IMAGEM E RECONHECIMENTO
A pintura de Nikias Skapinakis é o mais claro exemplo em Portugal de um pintor que, atravessando meio século de história da pintura, soube sempre encontrar a especificidade de cada imagem dialogando com o fluxo das suas metamorfoses.
Porventura a sua referência mais notada é a relação com a pop, presente na superficialidade quase tipográfica das suas cores planas e vibrantes, como na sensualidade das mulheres que representou. Poder-se-ia também falar de Matisse e do predomínio de uma forma que nasce do desenho para se converter em campo cromático. Mas o seu percurso é mais complexo, cobrindo um espectro muito amplo de procedimentos, desde a redução da paleta do final da década de oitenta, passando pela explosão fragmentada dos fluxos de formas das paisagens que efectuou antes, até à melancolia dos retratos que marcaram muitas das discussões sobre o seu percurso – pelo feminismo que assumiam – realizados na década de setenta.
Pintura autoconsciente dos seus processos, a obra de Skapinakis parece porvir, de uma ou de outra forma, da polémica que lançou em 1958, numa famosa conferência na qual equacionou a volta da figuração como uma inevitabilidade do caminho de consagração do modernismo.
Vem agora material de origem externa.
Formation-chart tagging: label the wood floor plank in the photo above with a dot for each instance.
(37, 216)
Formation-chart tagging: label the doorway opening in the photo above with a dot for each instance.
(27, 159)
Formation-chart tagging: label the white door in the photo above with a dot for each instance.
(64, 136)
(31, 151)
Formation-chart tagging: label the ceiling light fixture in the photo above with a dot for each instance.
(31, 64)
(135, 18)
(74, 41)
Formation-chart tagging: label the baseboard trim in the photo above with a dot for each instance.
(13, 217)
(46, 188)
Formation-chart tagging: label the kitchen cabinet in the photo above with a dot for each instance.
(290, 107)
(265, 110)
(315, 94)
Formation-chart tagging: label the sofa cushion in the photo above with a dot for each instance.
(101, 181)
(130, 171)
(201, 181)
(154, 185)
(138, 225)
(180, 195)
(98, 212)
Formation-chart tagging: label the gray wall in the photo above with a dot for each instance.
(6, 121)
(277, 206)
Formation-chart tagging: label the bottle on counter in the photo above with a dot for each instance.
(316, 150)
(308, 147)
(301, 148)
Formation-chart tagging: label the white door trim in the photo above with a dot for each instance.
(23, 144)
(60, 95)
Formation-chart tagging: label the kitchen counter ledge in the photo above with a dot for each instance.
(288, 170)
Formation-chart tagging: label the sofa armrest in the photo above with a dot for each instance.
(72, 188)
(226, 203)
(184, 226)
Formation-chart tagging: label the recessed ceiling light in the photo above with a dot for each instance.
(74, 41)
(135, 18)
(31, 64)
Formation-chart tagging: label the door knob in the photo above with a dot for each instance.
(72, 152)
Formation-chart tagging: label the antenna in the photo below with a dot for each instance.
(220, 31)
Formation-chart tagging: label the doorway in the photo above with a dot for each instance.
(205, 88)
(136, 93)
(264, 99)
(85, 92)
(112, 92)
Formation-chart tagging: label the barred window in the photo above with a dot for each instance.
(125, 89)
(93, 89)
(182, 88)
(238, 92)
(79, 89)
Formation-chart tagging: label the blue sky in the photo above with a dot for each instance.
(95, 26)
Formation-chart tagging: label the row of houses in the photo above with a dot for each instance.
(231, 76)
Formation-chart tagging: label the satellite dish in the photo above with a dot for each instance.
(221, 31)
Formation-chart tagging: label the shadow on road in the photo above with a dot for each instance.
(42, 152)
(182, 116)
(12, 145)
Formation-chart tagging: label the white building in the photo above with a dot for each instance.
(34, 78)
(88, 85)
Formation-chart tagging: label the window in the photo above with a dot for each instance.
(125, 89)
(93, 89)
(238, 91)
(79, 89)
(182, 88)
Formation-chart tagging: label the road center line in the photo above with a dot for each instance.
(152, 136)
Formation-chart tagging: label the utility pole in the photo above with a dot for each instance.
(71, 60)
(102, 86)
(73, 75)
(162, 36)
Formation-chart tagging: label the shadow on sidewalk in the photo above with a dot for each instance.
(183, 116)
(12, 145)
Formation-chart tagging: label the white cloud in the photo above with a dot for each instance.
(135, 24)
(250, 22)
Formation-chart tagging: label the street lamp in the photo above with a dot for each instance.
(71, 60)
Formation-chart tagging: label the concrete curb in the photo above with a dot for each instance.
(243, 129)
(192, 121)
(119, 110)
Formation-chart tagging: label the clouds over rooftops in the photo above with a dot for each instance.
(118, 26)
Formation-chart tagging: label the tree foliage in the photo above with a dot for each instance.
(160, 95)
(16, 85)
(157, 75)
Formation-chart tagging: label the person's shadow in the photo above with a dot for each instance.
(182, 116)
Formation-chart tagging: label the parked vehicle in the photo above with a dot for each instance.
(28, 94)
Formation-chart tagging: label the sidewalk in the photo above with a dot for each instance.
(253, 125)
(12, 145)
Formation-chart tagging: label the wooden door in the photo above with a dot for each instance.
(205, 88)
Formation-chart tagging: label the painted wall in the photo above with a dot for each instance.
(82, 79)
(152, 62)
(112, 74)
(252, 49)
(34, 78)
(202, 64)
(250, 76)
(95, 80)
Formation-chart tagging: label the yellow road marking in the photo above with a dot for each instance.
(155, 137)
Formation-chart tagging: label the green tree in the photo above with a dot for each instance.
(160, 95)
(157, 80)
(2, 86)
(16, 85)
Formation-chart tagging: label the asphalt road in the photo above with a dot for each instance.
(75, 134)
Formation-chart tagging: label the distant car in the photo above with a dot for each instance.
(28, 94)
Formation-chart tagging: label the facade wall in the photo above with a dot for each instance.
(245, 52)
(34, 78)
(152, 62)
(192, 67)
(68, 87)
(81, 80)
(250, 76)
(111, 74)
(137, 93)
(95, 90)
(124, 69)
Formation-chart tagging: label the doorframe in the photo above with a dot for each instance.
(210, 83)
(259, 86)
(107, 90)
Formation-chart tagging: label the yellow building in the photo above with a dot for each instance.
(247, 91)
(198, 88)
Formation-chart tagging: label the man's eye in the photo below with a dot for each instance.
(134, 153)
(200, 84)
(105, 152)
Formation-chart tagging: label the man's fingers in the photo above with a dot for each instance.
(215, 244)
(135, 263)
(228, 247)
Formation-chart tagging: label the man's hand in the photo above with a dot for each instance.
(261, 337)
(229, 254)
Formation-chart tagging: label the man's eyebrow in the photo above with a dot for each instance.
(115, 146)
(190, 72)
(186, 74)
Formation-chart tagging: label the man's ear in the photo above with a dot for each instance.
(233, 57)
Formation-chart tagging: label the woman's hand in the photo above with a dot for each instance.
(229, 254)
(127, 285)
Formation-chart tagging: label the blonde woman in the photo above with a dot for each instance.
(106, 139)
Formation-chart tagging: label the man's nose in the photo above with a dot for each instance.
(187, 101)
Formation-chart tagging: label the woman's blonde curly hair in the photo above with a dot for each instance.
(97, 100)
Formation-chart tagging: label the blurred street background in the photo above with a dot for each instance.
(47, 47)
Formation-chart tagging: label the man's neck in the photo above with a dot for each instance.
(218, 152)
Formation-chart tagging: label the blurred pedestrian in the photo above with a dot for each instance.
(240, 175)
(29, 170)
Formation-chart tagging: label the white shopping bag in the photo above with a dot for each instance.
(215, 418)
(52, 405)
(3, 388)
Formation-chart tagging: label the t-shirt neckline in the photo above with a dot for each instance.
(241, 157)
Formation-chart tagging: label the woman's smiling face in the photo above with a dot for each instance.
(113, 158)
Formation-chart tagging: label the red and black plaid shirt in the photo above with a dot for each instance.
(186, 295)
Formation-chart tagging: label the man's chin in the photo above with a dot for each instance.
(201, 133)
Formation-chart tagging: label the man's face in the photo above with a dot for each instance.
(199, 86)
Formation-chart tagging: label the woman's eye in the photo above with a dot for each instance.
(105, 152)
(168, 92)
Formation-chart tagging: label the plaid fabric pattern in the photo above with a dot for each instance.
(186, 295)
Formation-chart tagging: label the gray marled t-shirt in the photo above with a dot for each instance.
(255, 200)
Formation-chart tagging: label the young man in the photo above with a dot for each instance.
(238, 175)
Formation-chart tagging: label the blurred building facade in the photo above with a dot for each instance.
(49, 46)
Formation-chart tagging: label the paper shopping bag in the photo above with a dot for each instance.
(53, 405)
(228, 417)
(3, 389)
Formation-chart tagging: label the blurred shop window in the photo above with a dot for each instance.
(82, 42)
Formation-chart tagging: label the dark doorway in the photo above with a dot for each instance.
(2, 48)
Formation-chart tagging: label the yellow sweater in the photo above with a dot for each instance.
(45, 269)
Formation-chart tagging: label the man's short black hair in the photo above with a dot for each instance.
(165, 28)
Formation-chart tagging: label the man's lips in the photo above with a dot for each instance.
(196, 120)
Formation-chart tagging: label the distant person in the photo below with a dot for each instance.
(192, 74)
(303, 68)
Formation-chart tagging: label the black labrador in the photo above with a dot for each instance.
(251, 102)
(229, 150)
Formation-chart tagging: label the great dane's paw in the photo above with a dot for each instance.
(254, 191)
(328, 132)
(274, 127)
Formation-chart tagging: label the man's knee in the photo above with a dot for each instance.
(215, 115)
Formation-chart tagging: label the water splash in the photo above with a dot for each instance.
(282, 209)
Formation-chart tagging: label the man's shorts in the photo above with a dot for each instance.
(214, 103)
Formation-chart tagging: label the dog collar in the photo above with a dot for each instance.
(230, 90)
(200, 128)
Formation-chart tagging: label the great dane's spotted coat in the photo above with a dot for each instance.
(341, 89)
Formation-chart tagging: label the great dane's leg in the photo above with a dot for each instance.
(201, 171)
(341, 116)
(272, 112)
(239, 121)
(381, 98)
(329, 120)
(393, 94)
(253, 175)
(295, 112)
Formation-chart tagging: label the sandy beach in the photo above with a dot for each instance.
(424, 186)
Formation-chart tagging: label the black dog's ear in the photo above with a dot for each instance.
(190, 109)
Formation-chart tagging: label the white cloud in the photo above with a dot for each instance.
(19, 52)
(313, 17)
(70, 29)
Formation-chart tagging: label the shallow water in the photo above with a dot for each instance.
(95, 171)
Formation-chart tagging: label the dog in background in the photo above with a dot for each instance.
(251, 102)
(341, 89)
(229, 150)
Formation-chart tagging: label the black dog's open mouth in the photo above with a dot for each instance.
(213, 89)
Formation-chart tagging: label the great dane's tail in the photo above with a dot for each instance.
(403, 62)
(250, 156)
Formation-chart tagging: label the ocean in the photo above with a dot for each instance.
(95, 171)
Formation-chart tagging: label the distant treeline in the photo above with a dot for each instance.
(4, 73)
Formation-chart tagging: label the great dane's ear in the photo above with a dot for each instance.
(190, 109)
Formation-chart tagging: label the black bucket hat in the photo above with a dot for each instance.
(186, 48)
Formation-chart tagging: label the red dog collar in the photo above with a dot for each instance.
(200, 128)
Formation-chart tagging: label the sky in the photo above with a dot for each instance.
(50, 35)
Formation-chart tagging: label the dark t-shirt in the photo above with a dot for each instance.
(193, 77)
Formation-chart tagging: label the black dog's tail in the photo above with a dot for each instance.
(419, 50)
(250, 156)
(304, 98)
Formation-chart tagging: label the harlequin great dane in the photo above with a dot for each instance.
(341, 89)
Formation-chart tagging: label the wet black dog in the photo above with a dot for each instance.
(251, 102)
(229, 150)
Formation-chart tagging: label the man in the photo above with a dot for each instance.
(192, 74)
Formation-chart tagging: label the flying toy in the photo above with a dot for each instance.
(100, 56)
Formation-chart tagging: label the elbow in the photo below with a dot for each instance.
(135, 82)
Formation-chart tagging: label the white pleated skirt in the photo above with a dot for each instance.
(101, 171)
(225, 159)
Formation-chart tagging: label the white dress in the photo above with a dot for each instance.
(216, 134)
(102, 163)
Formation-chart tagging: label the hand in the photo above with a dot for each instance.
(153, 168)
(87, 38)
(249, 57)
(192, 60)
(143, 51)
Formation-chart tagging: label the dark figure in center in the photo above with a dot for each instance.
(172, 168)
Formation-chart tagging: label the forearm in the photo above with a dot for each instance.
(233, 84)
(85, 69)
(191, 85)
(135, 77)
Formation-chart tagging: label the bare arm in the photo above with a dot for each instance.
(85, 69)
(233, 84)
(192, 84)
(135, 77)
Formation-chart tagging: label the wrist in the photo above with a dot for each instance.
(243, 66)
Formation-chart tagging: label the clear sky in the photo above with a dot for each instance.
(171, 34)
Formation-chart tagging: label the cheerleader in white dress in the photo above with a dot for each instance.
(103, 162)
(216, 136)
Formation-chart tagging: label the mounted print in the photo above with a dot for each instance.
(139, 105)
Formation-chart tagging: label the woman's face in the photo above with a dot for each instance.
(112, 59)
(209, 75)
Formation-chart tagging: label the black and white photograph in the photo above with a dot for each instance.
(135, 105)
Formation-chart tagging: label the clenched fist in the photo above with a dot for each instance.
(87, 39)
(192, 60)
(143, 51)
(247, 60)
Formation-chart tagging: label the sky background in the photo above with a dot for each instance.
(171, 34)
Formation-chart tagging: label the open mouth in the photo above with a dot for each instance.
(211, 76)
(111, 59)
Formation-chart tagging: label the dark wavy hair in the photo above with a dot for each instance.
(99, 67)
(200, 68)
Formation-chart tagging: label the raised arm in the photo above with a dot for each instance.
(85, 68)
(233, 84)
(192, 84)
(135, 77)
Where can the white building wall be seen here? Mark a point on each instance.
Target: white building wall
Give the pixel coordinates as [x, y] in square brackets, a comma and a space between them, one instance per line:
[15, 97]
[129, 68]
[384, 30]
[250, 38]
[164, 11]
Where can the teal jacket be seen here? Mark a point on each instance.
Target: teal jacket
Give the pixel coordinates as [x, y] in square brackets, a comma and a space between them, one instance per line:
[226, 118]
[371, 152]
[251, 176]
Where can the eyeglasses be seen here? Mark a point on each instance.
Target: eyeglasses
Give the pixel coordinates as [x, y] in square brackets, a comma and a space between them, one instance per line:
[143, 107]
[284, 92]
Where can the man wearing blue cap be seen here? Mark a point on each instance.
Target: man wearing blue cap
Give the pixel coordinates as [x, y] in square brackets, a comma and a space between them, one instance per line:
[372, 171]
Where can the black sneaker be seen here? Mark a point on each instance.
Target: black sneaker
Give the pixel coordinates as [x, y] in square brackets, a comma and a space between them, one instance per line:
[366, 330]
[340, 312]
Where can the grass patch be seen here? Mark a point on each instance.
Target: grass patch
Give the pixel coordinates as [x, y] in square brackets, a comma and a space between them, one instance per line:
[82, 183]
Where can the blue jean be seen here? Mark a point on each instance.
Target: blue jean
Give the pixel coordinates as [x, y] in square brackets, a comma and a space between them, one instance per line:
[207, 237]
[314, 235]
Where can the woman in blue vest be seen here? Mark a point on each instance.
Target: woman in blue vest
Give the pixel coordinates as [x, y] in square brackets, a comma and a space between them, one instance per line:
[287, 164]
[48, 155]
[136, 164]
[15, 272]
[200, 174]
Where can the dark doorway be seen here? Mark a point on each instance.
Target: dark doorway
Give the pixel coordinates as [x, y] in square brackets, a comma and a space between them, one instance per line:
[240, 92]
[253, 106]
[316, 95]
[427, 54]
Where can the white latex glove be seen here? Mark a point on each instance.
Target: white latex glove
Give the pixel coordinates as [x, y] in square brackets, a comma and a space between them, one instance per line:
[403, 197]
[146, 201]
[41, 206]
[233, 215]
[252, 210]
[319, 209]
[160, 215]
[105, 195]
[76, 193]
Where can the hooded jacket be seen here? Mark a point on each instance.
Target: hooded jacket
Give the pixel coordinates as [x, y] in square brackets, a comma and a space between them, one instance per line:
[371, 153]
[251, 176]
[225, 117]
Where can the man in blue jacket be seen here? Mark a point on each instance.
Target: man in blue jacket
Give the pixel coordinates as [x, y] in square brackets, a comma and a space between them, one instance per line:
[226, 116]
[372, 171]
A pintura de Skapinakis é porventura o único exemplo em Portugal de um artista que pensa conscientemente a pintura como imagem e, simultaneamente, produz uma obra que reflecte sobre as suas próprias condições de viabilidade – o que não implica uma metapintura, mas uma “pintura na primeira pessoa” que, no entanto, efectua, permanentemente, a sua própria análise.
Nesse sentido, Skapinakis construiu, ao longo do tempo, um puzzle em torno do procedimento da pintura como imagem, nunca desvalorizando a crença de que uma imagem é sempre votada ao outro e, portanto, ao reconhecimento; e que é nesse reconhecimento que é jogada a sua especificidade e a capacidade que mantém de, para lá da fotografia e das tecnologias da imagem que atravessaram este meio século, manter-se como um campo próprio e insubstituível.